Das Verhalten von Mikroorganismen gegenüber Sauerstoff, ihre Identifikation als Aerobier, Anaerobier, Aerotoleranter oder fakultativer Anaerobier, kann durch Kultur in einem Sauerstoffkonzentrationsgradienten ermittelt werden. Dabei kultiviert man sie in einem Gelnährmedium, das sich in einem einseitig geschlossenen Glasrohr (Reagenzglas, Kulturröhrchen) befindet und in das Sauerstoff nur vom oberen, offenen Ende durch Diffusion eindringen kann. Auf diese Weise bildet sich ein Sauerstoffkonzentrationsgradient aus mit hoher Sauerstoffkonzentration oben und niedriger Sauerstoffkonzentration unten. Die Mikroorganismen werden in sehr geringer Menge gleichmäßig im Gelnährmedium verteilt, in dem sie ortsgebunden sind und sich nicht fortbewegen können. Dort, wo sich die Mikroorganismen hinsichtlich der Sauerstoffkonzentration unter geeigneten Bedingungen befinden, vermehren sie sich und man kann nach einer gewissen Zeit einen Bewuchs mit bloßem Auge erkennen. Die Zone, in der sich Bewuchs zeigt, ist ein Indikator für das Verhalten der Mikroorganismen gegenüber Sauerstoff, wie aus dem Bild deutlich wird.
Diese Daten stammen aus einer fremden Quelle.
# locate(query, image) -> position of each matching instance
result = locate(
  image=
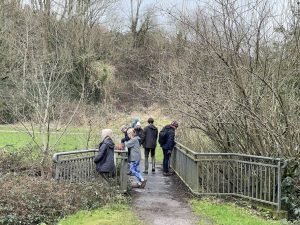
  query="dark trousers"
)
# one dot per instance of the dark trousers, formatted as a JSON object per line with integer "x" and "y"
{"x": 166, "y": 161}
{"x": 147, "y": 151}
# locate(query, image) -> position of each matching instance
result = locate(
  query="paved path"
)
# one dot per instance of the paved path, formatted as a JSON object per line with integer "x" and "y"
{"x": 163, "y": 201}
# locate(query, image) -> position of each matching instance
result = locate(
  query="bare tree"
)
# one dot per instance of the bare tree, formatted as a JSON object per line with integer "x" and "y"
{"x": 230, "y": 80}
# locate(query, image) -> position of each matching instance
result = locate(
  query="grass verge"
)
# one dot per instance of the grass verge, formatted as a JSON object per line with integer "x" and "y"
{"x": 118, "y": 214}
{"x": 221, "y": 213}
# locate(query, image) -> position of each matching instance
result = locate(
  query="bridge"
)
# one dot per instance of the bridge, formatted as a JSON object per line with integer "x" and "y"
{"x": 256, "y": 178}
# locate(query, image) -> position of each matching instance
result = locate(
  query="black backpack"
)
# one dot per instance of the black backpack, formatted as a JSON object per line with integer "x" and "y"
{"x": 162, "y": 137}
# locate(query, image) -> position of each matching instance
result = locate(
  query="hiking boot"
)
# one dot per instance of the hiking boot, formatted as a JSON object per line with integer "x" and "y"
{"x": 143, "y": 183}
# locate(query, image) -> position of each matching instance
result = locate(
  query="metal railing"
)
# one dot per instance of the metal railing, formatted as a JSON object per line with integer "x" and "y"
{"x": 79, "y": 166}
{"x": 253, "y": 177}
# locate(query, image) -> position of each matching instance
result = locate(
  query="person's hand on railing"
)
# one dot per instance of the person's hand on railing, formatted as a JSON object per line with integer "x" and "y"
{"x": 120, "y": 146}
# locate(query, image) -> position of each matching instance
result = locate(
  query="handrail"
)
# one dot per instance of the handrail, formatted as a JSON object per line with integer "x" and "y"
{"x": 56, "y": 155}
{"x": 79, "y": 166}
{"x": 227, "y": 154}
{"x": 212, "y": 173}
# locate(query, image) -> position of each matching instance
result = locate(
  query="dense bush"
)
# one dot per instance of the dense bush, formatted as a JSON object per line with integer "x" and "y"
{"x": 291, "y": 190}
{"x": 33, "y": 200}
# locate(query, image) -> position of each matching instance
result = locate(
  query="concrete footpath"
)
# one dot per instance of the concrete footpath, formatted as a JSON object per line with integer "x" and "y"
{"x": 164, "y": 200}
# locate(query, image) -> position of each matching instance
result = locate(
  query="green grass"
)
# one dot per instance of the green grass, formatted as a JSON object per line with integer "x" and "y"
{"x": 227, "y": 214}
{"x": 114, "y": 214}
{"x": 76, "y": 137}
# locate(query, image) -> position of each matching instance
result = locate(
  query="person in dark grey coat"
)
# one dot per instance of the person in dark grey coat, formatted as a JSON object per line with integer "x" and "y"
{"x": 135, "y": 157}
{"x": 149, "y": 140}
{"x": 104, "y": 160}
{"x": 168, "y": 146}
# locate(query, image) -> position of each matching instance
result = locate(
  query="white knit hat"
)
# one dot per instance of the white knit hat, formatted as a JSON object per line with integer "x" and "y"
{"x": 106, "y": 133}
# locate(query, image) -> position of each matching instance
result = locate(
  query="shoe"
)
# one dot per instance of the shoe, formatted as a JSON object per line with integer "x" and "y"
{"x": 168, "y": 174}
{"x": 135, "y": 185}
{"x": 143, "y": 183}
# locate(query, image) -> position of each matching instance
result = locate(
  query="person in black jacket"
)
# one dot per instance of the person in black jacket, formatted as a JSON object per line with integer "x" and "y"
{"x": 168, "y": 146}
{"x": 104, "y": 160}
{"x": 149, "y": 140}
{"x": 139, "y": 131}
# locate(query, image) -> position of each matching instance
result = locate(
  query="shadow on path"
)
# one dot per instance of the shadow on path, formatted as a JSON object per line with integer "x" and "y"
{"x": 164, "y": 200}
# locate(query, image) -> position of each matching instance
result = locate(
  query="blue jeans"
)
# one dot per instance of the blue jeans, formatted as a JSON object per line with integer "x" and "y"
{"x": 135, "y": 170}
{"x": 166, "y": 161}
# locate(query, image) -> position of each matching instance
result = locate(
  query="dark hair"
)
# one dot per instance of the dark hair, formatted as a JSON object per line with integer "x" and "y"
{"x": 174, "y": 124}
{"x": 150, "y": 120}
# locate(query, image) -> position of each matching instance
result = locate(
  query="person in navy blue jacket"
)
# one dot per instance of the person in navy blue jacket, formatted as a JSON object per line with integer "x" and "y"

Anaerobie ist unter anderem bei der Kultivierung von Mikroorganismen von Bedeutung. Sollen gegenüber O2 empfindliche Mikroorganismen kultiviert werden oder sollen fakultativ anaerobe Mikroorganismen unter anoxischen Bedingungen kultiviert werden, so ist es erforderlich, bei der Kultur O2 auszuschließen. Hierbei werden sogenannte Anaerobentechniken verwendet. Ein Beispiel ist die Kultur in einer Anaerobenkammer: Darin erreicht man mit einer Gasatmosphäre aus 10 Vol.-% H2 + 10 Vol.-% CO2 + 80 Vol.-% N2 anoxische Bedingungen, die es ermöglichen, anaerobe Mikroorganismen zu kultivieren. Es besteht aber auch die Möglichkeit, anaerobe Mikroorganismen mittels Flüssigkulturen anzureichern. Dabei wird meist ausgenützt, dass die Löslichkeit von O2 in Flüssigkeiten mit steigender Temperatur sinkt.[10]